Bulgaria’s historical destiny has not been as happy as that of greater states of the West, but I dare say that the spiritual traditions and endowments we carry are of world value. That is why I cherish the belt-and-road strategy as a precious opportunity exactly for peace and culture to bring an end to an epoch of strife, dreadful contradictions and inert following of patterns and imported ideologies. China’s Belt and Road show us our own values in a light which only an ancient and wise civilisation could afford in a world of peevish immaturity and petty consumerism.
What suggestions do you have on deepening the communication between the two countries, and what is your next working plan?
From what I can observe, more and more young Bulgarians come to know and love China through its culture. Of all things I consider necessary to increase our cultural exchanges, two are the most valuable: books and arts. But in my opinion, we should get closer to the roots of our cultures, than to its far-protruding branches. Many modern works of literature and art are so much influenced by non-native traditions, ideologies and mentality, that I have fully embraced the idea that authentic Bulgarian and Chinese cultures should be given primacy in our exchanges.
The best reasons I could think of, are that when we approach each other’s cultures in their traditions and roots, we approach each other directly. When we approach each other by way of modern culture, we actually approach one another by proxy of Western culture which, in its popular version, has commercially permeated this planet. Rapprochement between China and Bulgaria for me means rediscovering and recovering our traditions and classical cultures.

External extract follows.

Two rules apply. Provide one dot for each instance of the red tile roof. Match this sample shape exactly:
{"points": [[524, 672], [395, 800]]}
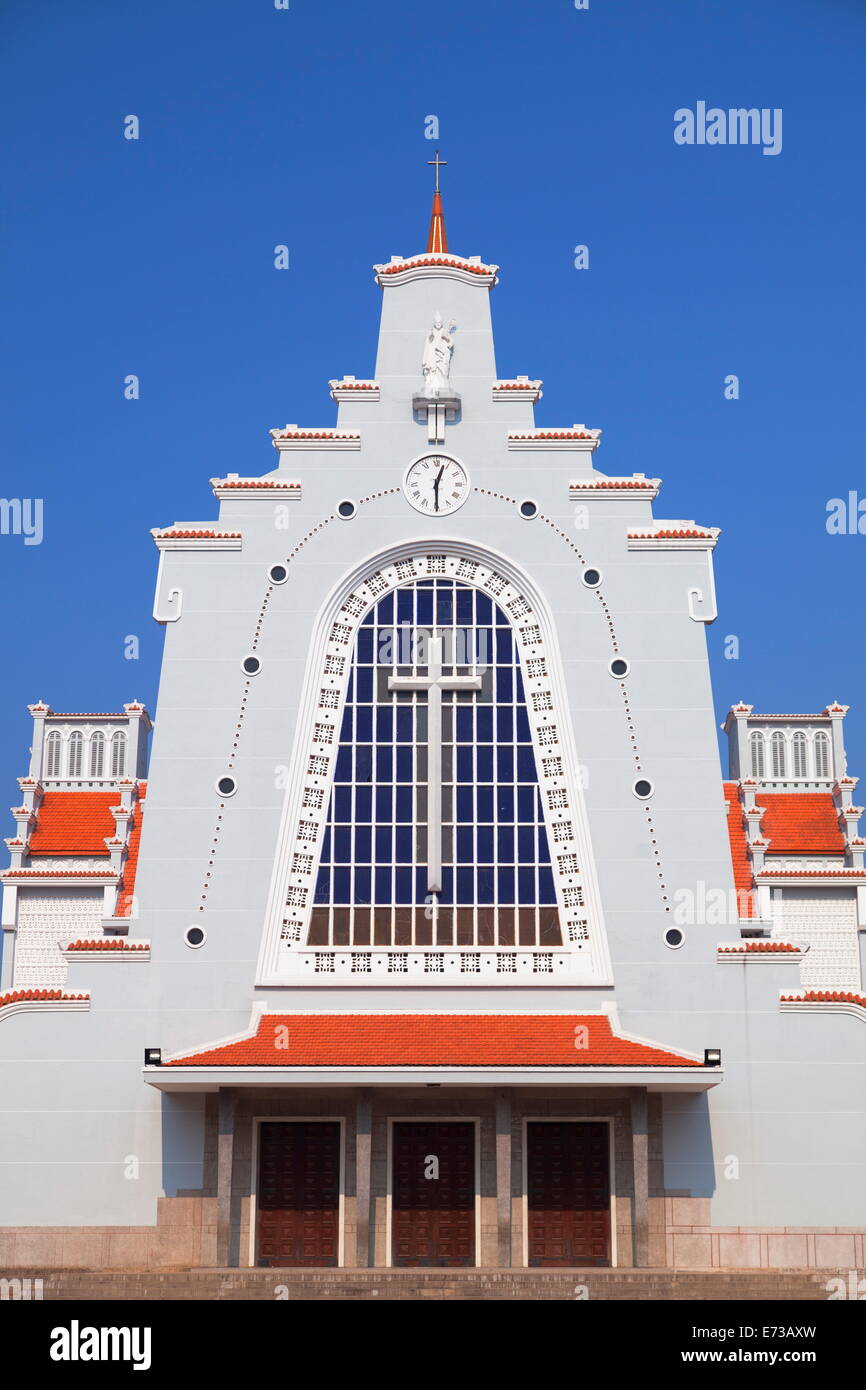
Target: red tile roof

Please share with us your joy of winning the award.
I feel exceptionally honoured by receiving this high award from the country I love and have loved since my childhood!
Although this honour is a reward for my humble efforts, the honours should go as well to the East-West Publishers, my family and especially to my native land, my hometown, my country and my people — the garden where my talents were sown, tended and grown. I want to use this exceptional moment to offer to all of them my deepest gratitude! For me personally, this award is also a source of inspiration for my future, and I hope, greater efforts to bring closer the two countries I love: Bulgaria and China. Such awards are China’s support for me, but, what is more: they show me that my love for China is shared and requited! Thank you very much!